Five traits of the rebounding Vancouver housing market: Realtor

Credit to Author: Evan Duggan| Date: Thu, 21 Nov 2019 14:00:59 +0000

It’s not quite a whiplash. More like a rebound. But Metro Vancouver’s residential property market is showing signs, once again, of change.

Roughly three-and-a-half-years ago, governments of all levels launched a series of taxes and interventions aimed to cool the local housing market to make it easier for locals to have a shot at buying a home.

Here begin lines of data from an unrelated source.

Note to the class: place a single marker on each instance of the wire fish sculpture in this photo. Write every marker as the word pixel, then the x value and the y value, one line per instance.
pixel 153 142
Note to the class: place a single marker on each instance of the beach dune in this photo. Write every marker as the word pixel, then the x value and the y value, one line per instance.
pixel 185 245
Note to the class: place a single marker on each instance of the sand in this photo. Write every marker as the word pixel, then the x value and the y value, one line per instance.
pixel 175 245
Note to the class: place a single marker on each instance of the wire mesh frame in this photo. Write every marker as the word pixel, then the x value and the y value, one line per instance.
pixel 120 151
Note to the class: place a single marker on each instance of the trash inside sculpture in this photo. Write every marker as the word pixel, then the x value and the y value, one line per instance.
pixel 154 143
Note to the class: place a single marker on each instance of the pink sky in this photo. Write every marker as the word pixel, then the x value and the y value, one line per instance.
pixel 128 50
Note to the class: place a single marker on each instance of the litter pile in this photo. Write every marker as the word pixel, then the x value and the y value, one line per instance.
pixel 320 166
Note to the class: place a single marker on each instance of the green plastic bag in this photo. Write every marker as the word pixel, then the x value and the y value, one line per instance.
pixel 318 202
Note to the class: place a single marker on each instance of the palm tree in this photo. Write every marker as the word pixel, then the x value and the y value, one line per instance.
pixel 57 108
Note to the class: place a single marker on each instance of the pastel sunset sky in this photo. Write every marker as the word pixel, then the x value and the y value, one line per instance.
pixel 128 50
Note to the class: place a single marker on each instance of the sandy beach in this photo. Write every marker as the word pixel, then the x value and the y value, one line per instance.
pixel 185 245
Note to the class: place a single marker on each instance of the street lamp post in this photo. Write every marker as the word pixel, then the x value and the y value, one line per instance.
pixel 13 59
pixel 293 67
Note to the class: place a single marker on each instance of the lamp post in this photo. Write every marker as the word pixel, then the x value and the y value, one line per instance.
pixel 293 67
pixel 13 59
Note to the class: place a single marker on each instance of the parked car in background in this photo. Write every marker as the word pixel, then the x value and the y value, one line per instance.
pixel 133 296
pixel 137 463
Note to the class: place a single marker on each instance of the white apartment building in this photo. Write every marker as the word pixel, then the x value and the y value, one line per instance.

Since 2016, the B.C. government increased the province’s tax on foreign buyers of major urban-area properties to 20 per cent, launched a speculation and vacancy tax on urban areas and boosted residential tenant protections. The City of Vancouver enacted its own vacant home tax and the federal government introduced a mortgage stress test on borrowers in Canada.

“You had this confluence of several different taxes impacting the strength and confidence and general overall sentiment in the market,” said local realtor Adil Dinani. “It did exactly what it was intended to do. It cooled the market.”

Confidence in the market seemed to drop to its lowest last December, with sales volume and prices lagging through the first quarter of 2019, Dinani said.

But now, the market feels like it has stabilized, and confidence is climbing once again. There’s a new reality, and it has five notable characteristics, Dinani detailed.

The correction in the last two years has brought overall housing prices down 10 to 15 per cent across the market, he said. “We saw buyers take their foot off the gas pedal and hit the brakes.”

There have been months in that time that experienced 50 per cent year-over-year sales volume declines. But owners have started to “socialize” with the new prices and have realized that prices must come down if they want to sell.

“We (have) started pricing our homes reflective of the new market,” Dinani said.

October home sales for the region across all housing types totalled 2,858. That figure climbed from 1,966 deals in October of last year — a 45 per cent increase, according to recent stats from the Real Estate Board of Greater Vancouver.

“We started seeing more sales and buyers started seeing value,” Dinani said. “This feels like we’re getting enough value to get (more buyers) into the market.”

Despite the mortgage stress test, borrowers can still get their hands on low-interest capital.

“Interest rates remain extremely low,” he said. “We hit five-year fixed mortgage rates of 2.5 or 2.6 per cent a couple months ago, and now we’re around 2.8 per cent for five-year fixed-rate mortgages.”

Generally, mortgage debt remains cheap.

“We’re starting to see things pick up again in a very meaningful way,” Dinani said. Well-priced homes are once again getting multiple offers from buyers.

“Personally, when representing buyers or sellers, (I had) probably four multiple-offer situations in the last six days,” he said.

In the mega-luxury market, or homes priced at $8 million to $20 million, sanity has returned.

There are fewer buyers, especially fewer foreign purchasers, and asking prices have started to “normalize,” Dinani said.

Before the correction, luxury homes realistically worth $10 million were sometimes being listed for nearly twice that much, and people were buying them.

Now we’re seeing 30 per cent price reductions and more luxury deals, although fewer sales for homes worth more than $10 million, Dinani said. “That luxury market is probably working through its correction.”